Phase A item 1 of the post-S2 strategy. Wires the previously stubbed-at-:0 observability fields in compressionRenderFields to live state, removes the TODO(S4.x) annotations from tests/integration/compression.tcl, and makes assert_no_compression_errors a real gate. Only the three rolling-window rate/ratio fields remain stubbed (they need EMA / per-second-rate machinery — a self-contained follow-up).

Along the way this also fixes two dict-retirement reclamation bugs that were keeping compression_known_dicts / compression_dict_cap_reached dishonest, and surfaces a third (deeper) frame-ref accounting bug that is left to the registry owner.

INFO field status

Wired to live state (12):

Field	Source
`compression_state`	derived: `master_switch` + active-dict presence
`compression_dict_cap_reached`	derived: `known_dicts >= compression-dict-max-versions`
`compression_compressed_objects`	new atomic counter
`compression_total_uncompressed_bytes`	existing getter
`compression_total_compressed_bytes`	existing getter
`compression_ratio`	derived: `compressed/uncompressed`, 4 decimal digits
`compression_net_saved_bytes`	`compressionGetSavingsBytes()`
`compression_candidates_pending`	new getter `compressionWorkersGetCandidatesPending()`
`compression_skipped_incompressible`	new atomic counter
`compression_errors_total`	new atomic counter
`compression_training_last_duration_ms`	new field on `compressionTrainState`, snapshotted on bio completion
`compression_training_last_sample_count`	same

(The master-switch / sweeper / back-pressure fields — compression_master_switch, compression_automatic_sweeper*, compression_sweeper_running, compression_active_dict_id, compression_known_dicts, compression_candidates_dropped_total, compression_sweep_backpressure_total, compression_sweep_pacing_sleeps_total, compression_outbox_backpressure_total — were already live from prior PRs.)

Still stubbed at 0, with explicit TODO(S4.x) at the emit site (3):

Field	Reason
`compression_live_ratio_10m`	needs rolling-EMA machinery (10-min window with rejected ratios folded in per R2.3.5)
`compression_compressions_per_sec`	needs rolling-window per-second rate machinery
`compression_decompressions_per_sec`	same

The rolling-rate machinery is its own sub-feature; folding it in would more than double this PR. It gets a follow-up after Phase A's S2.13 + S5.1.

`compression_state` derivation

compression_state is a derived operational rollup (design R2.10.1).
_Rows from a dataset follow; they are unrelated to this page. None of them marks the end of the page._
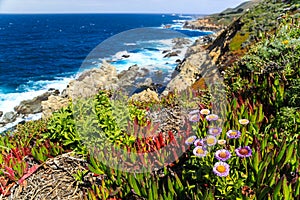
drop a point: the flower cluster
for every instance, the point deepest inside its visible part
(220, 168)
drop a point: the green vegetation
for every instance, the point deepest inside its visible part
(263, 87)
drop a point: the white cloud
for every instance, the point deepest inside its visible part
(137, 6)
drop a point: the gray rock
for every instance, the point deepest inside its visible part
(32, 106)
(165, 51)
(168, 55)
(91, 81)
(180, 42)
(125, 56)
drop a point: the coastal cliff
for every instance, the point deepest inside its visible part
(256, 150)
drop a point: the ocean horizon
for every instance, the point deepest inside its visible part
(43, 51)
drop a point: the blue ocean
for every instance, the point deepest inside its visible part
(43, 51)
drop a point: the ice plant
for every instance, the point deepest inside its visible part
(233, 134)
(243, 152)
(204, 112)
(222, 155)
(244, 121)
(199, 151)
(198, 142)
(221, 142)
(190, 140)
(212, 117)
(221, 169)
(215, 131)
(211, 140)
(194, 118)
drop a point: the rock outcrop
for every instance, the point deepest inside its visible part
(197, 64)
(91, 81)
(33, 106)
(54, 103)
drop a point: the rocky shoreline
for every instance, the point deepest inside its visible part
(136, 79)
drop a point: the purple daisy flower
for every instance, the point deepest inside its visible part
(194, 118)
(212, 117)
(215, 131)
(222, 155)
(221, 142)
(211, 140)
(221, 169)
(204, 112)
(198, 142)
(243, 152)
(244, 121)
(199, 151)
(233, 134)
(190, 140)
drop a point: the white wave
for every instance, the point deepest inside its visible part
(31, 89)
(130, 44)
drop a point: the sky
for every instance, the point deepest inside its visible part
(117, 6)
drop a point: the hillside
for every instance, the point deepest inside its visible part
(234, 139)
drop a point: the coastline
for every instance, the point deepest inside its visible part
(32, 109)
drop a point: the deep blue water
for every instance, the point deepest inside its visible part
(39, 50)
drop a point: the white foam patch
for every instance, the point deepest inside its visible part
(31, 117)
(11, 100)
(150, 55)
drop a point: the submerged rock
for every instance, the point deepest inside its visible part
(171, 54)
(9, 117)
(54, 103)
(91, 81)
(32, 106)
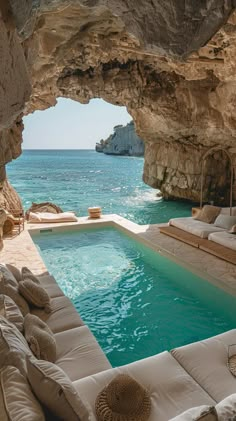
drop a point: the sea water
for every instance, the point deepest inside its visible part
(78, 179)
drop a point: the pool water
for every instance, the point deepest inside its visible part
(136, 302)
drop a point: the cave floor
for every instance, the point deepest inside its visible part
(20, 249)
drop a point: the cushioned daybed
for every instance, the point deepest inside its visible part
(195, 375)
(43, 217)
(195, 227)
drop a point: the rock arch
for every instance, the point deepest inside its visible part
(172, 64)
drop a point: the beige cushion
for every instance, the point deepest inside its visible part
(171, 389)
(17, 402)
(51, 286)
(27, 274)
(40, 338)
(11, 311)
(208, 214)
(225, 221)
(79, 354)
(201, 413)
(7, 275)
(35, 294)
(13, 346)
(224, 238)
(206, 362)
(63, 315)
(54, 390)
(13, 292)
(233, 229)
(226, 409)
(15, 271)
(226, 211)
(191, 225)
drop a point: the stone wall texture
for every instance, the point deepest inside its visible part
(124, 141)
(172, 64)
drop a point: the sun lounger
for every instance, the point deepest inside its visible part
(44, 217)
(193, 226)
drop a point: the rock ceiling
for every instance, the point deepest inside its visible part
(172, 64)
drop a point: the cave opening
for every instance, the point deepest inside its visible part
(72, 125)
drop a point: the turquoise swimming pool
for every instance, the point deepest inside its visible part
(136, 302)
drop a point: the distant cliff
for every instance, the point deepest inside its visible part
(124, 141)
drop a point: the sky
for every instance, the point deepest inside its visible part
(71, 125)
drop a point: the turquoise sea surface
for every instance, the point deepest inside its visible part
(136, 302)
(78, 179)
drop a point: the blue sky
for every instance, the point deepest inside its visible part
(71, 125)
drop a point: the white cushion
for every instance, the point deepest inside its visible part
(206, 362)
(201, 413)
(224, 238)
(171, 389)
(225, 221)
(195, 227)
(226, 409)
(79, 354)
(226, 211)
(17, 401)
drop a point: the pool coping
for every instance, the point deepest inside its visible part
(150, 236)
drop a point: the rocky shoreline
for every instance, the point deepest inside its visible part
(123, 141)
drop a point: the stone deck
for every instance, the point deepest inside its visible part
(21, 251)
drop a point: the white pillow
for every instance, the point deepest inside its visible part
(226, 409)
(225, 221)
(203, 412)
(226, 211)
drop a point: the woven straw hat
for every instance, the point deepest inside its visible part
(123, 399)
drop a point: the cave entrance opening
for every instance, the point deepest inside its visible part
(72, 125)
(217, 177)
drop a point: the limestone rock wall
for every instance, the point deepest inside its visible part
(9, 199)
(171, 63)
(124, 141)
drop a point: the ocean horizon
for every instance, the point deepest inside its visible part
(76, 179)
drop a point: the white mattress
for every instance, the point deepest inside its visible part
(52, 217)
(193, 226)
(224, 238)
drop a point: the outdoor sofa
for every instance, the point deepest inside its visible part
(216, 237)
(186, 377)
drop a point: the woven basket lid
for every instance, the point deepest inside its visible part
(123, 399)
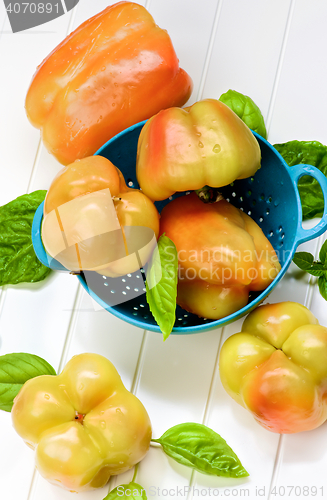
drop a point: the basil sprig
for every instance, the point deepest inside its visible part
(15, 370)
(132, 490)
(313, 153)
(305, 261)
(246, 109)
(18, 262)
(161, 284)
(199, 447)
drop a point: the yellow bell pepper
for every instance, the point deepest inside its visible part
(83, 424)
The raw inputs remain rendered as their own fields (compression_master_switch, compression_active_dict_id), so an operator still reads the unrolled config independently.
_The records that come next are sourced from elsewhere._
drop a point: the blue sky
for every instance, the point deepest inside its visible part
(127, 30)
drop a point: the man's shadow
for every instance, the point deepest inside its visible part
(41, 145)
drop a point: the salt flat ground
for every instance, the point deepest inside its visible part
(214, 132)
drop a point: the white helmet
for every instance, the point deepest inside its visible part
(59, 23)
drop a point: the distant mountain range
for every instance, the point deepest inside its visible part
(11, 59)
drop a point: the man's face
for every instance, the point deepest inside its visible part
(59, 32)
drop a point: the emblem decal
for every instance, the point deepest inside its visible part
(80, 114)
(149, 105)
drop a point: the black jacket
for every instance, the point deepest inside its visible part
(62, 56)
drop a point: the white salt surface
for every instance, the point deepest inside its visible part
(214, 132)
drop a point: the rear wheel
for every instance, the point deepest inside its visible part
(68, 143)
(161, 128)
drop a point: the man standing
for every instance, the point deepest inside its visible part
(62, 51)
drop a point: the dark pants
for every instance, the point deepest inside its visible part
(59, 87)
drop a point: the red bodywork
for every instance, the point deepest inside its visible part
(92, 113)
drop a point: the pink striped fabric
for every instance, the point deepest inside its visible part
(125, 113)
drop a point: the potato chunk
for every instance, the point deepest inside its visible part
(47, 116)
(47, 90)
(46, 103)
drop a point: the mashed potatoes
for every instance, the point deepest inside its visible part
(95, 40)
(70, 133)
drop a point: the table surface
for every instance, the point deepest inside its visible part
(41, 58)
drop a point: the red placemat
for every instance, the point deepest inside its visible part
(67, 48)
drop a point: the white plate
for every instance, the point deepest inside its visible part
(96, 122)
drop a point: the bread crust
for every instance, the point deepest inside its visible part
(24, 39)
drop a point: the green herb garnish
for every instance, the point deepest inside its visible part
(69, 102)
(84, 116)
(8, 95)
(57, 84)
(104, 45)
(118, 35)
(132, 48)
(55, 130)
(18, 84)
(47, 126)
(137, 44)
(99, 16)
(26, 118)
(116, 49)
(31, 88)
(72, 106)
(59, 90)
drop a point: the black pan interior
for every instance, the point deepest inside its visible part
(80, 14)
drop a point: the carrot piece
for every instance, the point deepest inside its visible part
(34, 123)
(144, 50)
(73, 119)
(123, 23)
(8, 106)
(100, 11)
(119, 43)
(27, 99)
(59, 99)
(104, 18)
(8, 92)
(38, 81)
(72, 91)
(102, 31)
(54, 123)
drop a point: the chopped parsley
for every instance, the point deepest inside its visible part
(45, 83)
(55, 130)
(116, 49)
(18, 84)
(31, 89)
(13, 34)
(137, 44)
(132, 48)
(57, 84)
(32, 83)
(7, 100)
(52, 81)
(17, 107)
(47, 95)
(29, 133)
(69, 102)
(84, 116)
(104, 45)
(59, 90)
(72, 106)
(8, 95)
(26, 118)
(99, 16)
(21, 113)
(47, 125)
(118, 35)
`master_switch`	active dict?	`compression_state`
`off`	(any)	`disabled`
`compression`	yes	`active`
`compression`	no	`idle` (R2.1.7 third state)
`decompression`	(any)	`idle` (active dict retired per R2.1.5; reads still work via retiring dicts)
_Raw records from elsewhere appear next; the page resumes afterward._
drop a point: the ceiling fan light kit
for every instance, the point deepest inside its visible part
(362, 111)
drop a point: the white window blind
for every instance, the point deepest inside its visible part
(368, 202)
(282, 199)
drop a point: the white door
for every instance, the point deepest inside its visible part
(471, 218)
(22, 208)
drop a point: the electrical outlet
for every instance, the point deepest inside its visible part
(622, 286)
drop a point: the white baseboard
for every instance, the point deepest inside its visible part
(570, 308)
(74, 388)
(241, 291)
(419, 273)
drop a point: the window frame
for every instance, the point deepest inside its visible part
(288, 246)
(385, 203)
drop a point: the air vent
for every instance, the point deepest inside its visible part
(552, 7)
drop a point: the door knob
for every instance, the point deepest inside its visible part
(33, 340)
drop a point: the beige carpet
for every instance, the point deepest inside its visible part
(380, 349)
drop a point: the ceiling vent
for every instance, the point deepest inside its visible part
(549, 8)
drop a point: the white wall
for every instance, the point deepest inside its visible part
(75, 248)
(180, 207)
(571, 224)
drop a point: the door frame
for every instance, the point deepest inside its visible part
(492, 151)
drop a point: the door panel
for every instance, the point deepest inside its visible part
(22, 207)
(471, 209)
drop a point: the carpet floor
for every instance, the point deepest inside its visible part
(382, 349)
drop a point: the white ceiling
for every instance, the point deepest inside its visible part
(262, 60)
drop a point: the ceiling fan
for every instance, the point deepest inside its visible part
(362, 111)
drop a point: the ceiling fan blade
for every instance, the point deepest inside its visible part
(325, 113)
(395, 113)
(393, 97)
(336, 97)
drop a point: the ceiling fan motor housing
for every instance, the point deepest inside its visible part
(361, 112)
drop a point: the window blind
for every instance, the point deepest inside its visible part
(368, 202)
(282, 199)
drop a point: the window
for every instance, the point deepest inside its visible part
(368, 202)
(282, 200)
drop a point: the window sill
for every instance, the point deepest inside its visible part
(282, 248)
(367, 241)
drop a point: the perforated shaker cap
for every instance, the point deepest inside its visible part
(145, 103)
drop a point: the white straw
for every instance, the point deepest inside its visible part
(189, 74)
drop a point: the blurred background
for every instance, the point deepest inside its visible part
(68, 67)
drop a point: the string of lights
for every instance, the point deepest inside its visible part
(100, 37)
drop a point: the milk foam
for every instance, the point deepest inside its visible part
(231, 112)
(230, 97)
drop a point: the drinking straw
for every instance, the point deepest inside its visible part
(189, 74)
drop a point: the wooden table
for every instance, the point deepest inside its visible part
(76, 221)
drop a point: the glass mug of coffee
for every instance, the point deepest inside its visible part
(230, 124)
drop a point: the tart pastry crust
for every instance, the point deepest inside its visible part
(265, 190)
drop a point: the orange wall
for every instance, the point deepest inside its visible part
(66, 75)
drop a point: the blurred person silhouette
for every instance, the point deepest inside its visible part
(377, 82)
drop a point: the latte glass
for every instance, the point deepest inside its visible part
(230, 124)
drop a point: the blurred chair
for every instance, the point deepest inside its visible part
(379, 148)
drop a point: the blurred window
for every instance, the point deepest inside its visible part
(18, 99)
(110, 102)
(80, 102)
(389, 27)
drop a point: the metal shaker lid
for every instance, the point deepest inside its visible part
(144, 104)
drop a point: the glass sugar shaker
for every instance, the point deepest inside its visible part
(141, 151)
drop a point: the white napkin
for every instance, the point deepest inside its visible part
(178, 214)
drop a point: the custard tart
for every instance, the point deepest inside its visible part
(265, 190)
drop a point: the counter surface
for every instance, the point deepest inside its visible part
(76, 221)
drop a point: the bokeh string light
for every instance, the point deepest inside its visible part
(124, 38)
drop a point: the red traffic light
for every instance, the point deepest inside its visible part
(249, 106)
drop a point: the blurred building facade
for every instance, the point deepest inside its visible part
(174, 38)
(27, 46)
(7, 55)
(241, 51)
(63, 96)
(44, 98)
training is reserved for an in-flight training run and lands with the rolling-rate follow-up.

Counter wiring details

compression_compressed_objects matches the existing byte-counter lifecycle: +1 in createCompressedObject, −1 in freeCompressedObject AND releaseCompressedBuffer (the latter covers compressionPermanentlyDecompress and the transient-view discard). Balanced +1/−1 across all 5 frame-lifecycle paths.
compression_skipped_incompressible bumped at the net-savings-guard rejection site (compression_workers.c drain handler).
compression_errors_total bumped at the 5 decoder corruption-class sites in compression.c (bad alg_magic, missing dict, DCtx alloc, ZSTD error, size mismatch) and at the worker drain handler when job->err < 0 (real ZSTD error, not the benign no-dict policy state).
compression_training_last_*: compressionTrainState gains scan_start_ms (set on IDLE→SCANNING), last_duration_ms, last_sample_count (snapshotted on bio completion — both the success and abort-on-insufficient-samples paths). New getters in compression_train.h. (S1.x training landed via [S1.2/S1.3] Training sampler + BIO_COMPRESSION_TRAIN job #20/fix(S1.2): NULL-guard server.db[j] iteration in compressionTrainCron #25, so these are wired here rather than deferred.)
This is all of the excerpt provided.